American Commander "Mac" MacTavish and his international team of scientists and engineers are wrapping up an eighteen-month mission at Mars Base.
Without warning, all communication with Earth is mysteriously lost.
Mac's egotistical science chief
discovers that a massive solar flare has impacted Earth, causing catastrophic damage and most likely political and social upheaval.
Unsure if it is safe to return home, Mac decides to wait for the arrival of the Mars 3 spacecraft and the relief crew already en route from Earth.
After several weeks with no communication, Mars 3 lands nearby, showing no signs of life.
Expecting a grisly scene,
Mac enters the lifeless lander, but he is stunned and horrified by what he discovers.
Are Mac and his crew the sole survivors of a galactic solar catastrophe or something more sinister? Now it is up to him to discover the truth in the midst of this Red Storm.
The giant spacecraft hurtled towards Mars at an astounding speed, marking the first time humans had traveled at such an incredible velocity. Never before had the world seen such a magnificent machine. While space travel had been a reality for decades, Mars 3 represented a radical breakthrough in spacecraft design.
At first glance, Mars 3 bore little difference to its predecessors. The cone-shaped lander and crew module were identical to Mars 2, which had made the same journey two years earlier with a crew of eight, six men and two women. Mars 3 carried a similar complement of telescopes and a communications array attached to a massive grid structure that extended a hundred yards behind the crew module. This “mother ship” would serve as an orbiting science station after the Mars 3 lander separated and touched down on the surface.
Mars 3 and Mars 2 appeared to be identical save one hidden detail buried deep within the bowels of the propulsion system at the rear of the spacecraft. Alongside the standard hydrogen engines, Mars 3 carried the first matter/anti-matter drive ever used in manned space flight, and the results were spectacular. This marked the beginning of the age of hyper-space.
Just as the jet engine made the world a smaller place, hyper-space travel would shrink the galaxy. In the amount of time it took Columbus to journey to the New World, man could now reach Mars, the New World of the modern age.
In less than three months, Mars 3 would arrive at its destination on the Grand Arroyo Plains of the red planet. That is where the Mars 2 crew was busy finishing the construction of the primary phase of Mars Base, the first permanently manned colony on another planet.

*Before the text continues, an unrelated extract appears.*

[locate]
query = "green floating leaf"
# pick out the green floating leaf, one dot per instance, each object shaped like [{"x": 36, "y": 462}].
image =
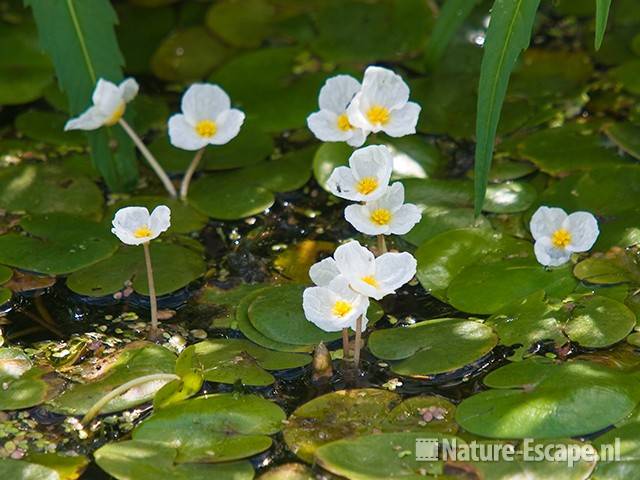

Mars 3 carried the hopes and dreams of a world already overcrowded and looking to expand. With a successful mission, the floodgates would open; and once again, adventurers and opportunists would look to the New World for freedom and riches. The nature of man’s desire to conquer hadn’t changed in a thousand years. The nature of Mars was about to change forever.
Mars 3’s hyper-space propulsion system wasn’t the only thing that set it apart from its predecessors. This spacecraft carried another secret that would also change the world. It wasn’t anything as dynamic and glamorous as a hyper-drive; but it was no less ominous, and was decidedly more sinister.
Mars 3 started its journey with eight dead astronauts on board.